My Department will continue to review, evaluate and make improvements to the delivery arrangements on an ongoing basis, and I am committed to working with external stakeholders to consolidate progress. I am also committed to ensuring the broadest range of protection is available to support the most vulnerable.
Andy Allen MLA AQ:
To ask the Minister for Communities how many Universal Credit claimants had to wait longer than five weeks for their first payment.
Each week approximately 860 new claims for Universal Credit become due for their first payment, with 95% of these paid at the end of that first 5 week period.
Anyone suffering financial hardship during this 5 week period can apply for an Advance Payment, with further support also available from the Universal Credit Contingency Fund or Discretionary Support.
Doug Beattie MLA AQ:
To ask the Minister for Communities to outline (i) when the Ombudsman report into her Departmentment's administration of Personal Independence Payments will be published; and (ii) whether this report will be made available to MLAs.
My Department is co-operating fully with the Northern Ireland Public Services Ombudsman’s investigation into the administration of Personal Independence Payment. The arrangements for publication of a report is a matter for the Ombudsman’s office.
Andy Allen MLA AQ:
To ask the Minister for Communities what engagement her Department has had with the Minister of Finance or Executive colleagues to ring-fence funding for welfare supplementary payments.

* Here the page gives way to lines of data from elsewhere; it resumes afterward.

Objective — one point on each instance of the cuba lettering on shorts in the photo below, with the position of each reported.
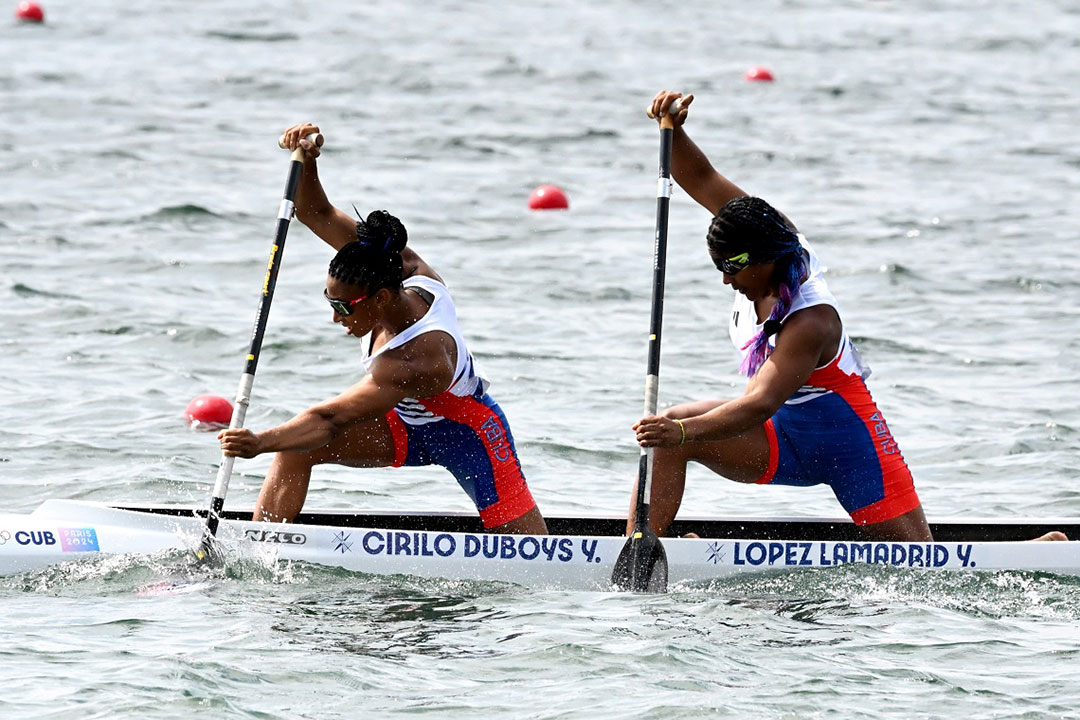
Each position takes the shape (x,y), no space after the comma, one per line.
(474,443)
(840,438)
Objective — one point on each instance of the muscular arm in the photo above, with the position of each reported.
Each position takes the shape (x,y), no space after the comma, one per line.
(314,209)
(808,338)
(694,174)
(420,368)
(690,167)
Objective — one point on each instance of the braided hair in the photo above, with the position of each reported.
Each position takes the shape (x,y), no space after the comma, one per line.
(755,227)
(373,260)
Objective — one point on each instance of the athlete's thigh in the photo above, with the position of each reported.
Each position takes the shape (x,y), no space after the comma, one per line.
(363,444)
(742,458)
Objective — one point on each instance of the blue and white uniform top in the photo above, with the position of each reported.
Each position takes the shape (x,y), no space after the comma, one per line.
(812,291)
(442,316)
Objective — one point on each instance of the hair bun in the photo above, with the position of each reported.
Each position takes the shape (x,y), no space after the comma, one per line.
(382,231)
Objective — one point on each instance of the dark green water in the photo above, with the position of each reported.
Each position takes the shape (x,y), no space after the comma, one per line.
(929,151)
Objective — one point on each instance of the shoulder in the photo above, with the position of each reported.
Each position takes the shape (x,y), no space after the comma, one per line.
(413,266)
(814,325)
(419,365)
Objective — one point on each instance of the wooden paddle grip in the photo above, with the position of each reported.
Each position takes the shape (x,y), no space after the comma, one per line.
(672,109)
(315,138)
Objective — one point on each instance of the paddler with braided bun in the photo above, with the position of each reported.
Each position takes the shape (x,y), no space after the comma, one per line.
(422,401)
(807,417)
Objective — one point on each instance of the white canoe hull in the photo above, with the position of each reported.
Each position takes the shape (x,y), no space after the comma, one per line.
(62,531)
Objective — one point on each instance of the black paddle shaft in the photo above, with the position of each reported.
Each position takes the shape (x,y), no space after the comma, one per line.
(657,314)
(643,565)
(247,378)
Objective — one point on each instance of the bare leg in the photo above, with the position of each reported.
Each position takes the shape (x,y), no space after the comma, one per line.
(908,528)
(530,524)
(363,445)
(743,458)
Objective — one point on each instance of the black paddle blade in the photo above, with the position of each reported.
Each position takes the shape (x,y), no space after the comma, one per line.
(643,564)
(207,554)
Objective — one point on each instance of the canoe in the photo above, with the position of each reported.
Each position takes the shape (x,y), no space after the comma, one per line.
(579,554)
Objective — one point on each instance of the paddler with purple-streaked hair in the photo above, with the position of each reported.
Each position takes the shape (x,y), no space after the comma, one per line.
(807,416)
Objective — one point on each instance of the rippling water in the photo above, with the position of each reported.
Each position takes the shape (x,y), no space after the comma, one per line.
(929,151)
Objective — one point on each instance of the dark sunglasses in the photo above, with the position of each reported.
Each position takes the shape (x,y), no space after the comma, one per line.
(342,308)
(732,266)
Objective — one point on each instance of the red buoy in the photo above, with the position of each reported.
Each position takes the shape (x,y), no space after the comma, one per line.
(758,73)
(208,412)
(29,12)
(548,198)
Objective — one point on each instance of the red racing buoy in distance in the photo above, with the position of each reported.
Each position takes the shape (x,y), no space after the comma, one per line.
(29,12)
(208,412)
(758,73)
(548,198)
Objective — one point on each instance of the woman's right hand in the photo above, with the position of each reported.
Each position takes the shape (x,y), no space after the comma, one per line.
(663,99)
(294,137)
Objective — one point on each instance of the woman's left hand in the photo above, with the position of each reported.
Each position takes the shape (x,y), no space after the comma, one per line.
(656,431)
(240,443)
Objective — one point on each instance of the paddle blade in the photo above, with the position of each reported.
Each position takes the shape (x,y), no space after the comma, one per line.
(643,564)
(207,554)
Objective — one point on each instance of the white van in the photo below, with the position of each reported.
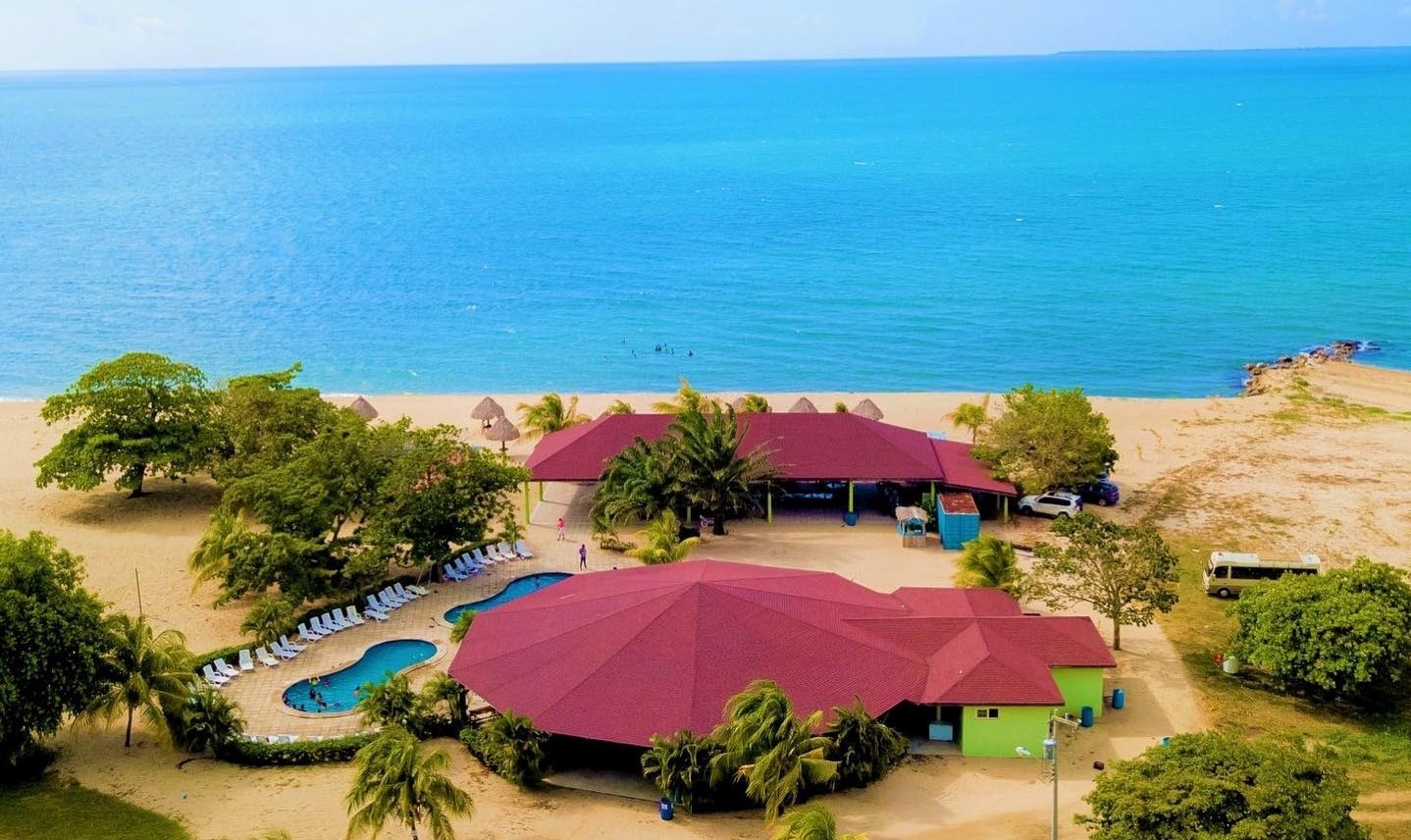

Senior officials within the Department have been liaising with senior officials in the Department of Finance in relation to mitigations beyond March 2020. The Department has provided estimates the future funding required (£40.4m) for welfare supplementary payments as part of the Department of Finance commissioned budget exercises and also to inform costing of ‘New Decade, New Approach’. As Minister I will work with the Executive to extend existing mitigations measures beyond March 2020.
Departmental officials continue to liaise with Department of Finance officials as we seek to secure this funding to continue to provide financial support for claimants who have been impacted by welfare reforms.